His debut screenplay Ghost Lake was one of the earliest Taiwanese-language films. He later reshot the film.

==Selected filmography==
- Ghost Lake (鬼湖 Gui Hu), 1958 (screenplay only)
- Dragon Palace of Pu Island, 1962
- The Swordsman of All Swordsmen, 1968
- Son of Swordsman, 1970
- Jian nu you hun (Mission Impossible), 1971
- The Mighty One, 1971
- Triangular Duel, 1972
- Rikisha Kuri, 1973
- Chinese Iron Man, 1973
- Deadly Fists Kung Fu, 1974
- Shaolin Kung Fu, 1974
- Shaolin Kids, 1975
- 18 Bronzemen, 1975
- The Blazing Temple, 1976
- Return of the 18 Bronzemen, 1976
- The 8 Masters, 1976
- 7 Grandmasters, 1977
- Born Invincible, 1978
- The World of Drunken Master, 1979
- The Mystery of Chess Boxing, 1979
- The Old Master, 1979
- 36 Deadly Styles, 1979
- Unbeaten 28, 1980
- Shaolin Temple Strikes Back, 1981
- Five Venoms vs Wu Tang, 1988 (producer only)

== Personal life ==
Joseph Kuo married his first wife in the year 1971. In 1972, his daughter, Jennifer Kuo, was born and in 1974, twins Steven and Stanley Kuo were born.

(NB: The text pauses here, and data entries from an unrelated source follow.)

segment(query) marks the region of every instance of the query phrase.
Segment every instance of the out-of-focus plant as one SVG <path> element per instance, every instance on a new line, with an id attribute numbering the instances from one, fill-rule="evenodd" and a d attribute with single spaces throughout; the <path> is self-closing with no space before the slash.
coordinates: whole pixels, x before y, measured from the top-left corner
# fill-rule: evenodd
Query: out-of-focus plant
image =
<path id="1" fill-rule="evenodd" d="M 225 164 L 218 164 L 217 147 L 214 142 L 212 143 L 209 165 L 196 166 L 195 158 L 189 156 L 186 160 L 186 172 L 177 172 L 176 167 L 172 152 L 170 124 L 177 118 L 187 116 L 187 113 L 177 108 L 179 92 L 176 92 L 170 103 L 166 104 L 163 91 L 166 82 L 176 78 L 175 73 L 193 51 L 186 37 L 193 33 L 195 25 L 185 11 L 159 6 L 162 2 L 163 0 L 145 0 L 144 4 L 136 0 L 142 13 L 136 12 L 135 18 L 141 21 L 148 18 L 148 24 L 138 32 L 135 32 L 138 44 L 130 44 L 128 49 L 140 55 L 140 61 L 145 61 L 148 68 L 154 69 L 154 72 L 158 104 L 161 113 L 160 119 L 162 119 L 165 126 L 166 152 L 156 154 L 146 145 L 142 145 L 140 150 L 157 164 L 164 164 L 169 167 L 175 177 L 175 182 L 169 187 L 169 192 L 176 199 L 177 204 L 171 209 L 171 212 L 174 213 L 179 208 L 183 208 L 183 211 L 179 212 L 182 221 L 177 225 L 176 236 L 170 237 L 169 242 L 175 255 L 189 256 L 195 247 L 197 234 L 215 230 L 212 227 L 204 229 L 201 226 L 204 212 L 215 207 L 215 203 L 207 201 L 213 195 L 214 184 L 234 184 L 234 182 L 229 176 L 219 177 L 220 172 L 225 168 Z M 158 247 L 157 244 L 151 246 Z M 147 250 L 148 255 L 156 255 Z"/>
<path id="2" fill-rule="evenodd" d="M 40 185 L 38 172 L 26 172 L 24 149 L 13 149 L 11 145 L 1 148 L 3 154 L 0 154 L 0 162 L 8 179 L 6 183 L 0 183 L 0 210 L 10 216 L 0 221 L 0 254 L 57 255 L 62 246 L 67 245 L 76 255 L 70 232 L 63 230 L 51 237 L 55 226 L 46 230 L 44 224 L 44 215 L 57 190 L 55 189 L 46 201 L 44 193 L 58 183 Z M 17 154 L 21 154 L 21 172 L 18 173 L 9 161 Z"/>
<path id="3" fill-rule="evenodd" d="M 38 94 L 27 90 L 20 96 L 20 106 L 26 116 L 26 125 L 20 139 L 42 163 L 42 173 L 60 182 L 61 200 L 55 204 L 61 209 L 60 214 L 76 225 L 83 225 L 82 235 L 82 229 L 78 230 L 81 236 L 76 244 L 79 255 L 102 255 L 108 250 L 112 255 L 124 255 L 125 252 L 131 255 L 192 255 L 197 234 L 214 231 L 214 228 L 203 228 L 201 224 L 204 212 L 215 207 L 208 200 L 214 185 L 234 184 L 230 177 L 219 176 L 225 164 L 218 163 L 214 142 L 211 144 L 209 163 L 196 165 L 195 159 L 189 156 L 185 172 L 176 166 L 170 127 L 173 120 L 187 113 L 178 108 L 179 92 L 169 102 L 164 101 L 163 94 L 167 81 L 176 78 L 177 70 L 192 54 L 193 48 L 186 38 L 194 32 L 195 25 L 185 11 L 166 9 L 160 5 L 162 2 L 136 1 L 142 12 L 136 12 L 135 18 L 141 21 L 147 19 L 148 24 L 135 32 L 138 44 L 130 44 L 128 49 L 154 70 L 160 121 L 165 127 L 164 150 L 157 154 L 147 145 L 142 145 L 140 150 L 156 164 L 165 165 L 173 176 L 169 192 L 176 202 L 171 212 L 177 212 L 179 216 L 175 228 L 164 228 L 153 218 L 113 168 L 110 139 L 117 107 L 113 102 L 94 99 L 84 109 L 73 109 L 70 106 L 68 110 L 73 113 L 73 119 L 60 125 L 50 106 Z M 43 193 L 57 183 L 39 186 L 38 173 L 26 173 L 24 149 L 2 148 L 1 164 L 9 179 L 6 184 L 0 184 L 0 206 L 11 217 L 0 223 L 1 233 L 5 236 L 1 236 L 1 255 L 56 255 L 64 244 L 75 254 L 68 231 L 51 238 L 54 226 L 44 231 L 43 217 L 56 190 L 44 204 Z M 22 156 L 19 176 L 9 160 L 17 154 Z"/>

He was divorced from his first wife in 1980 and went on to marry two more times. Jennifer went on to marry David Kott and have two children, Camille and Danielle. Steven and Stanley started their own families as well and have minimal contact with their father. Jennifer, on the other hand, has had no contact with her father in years.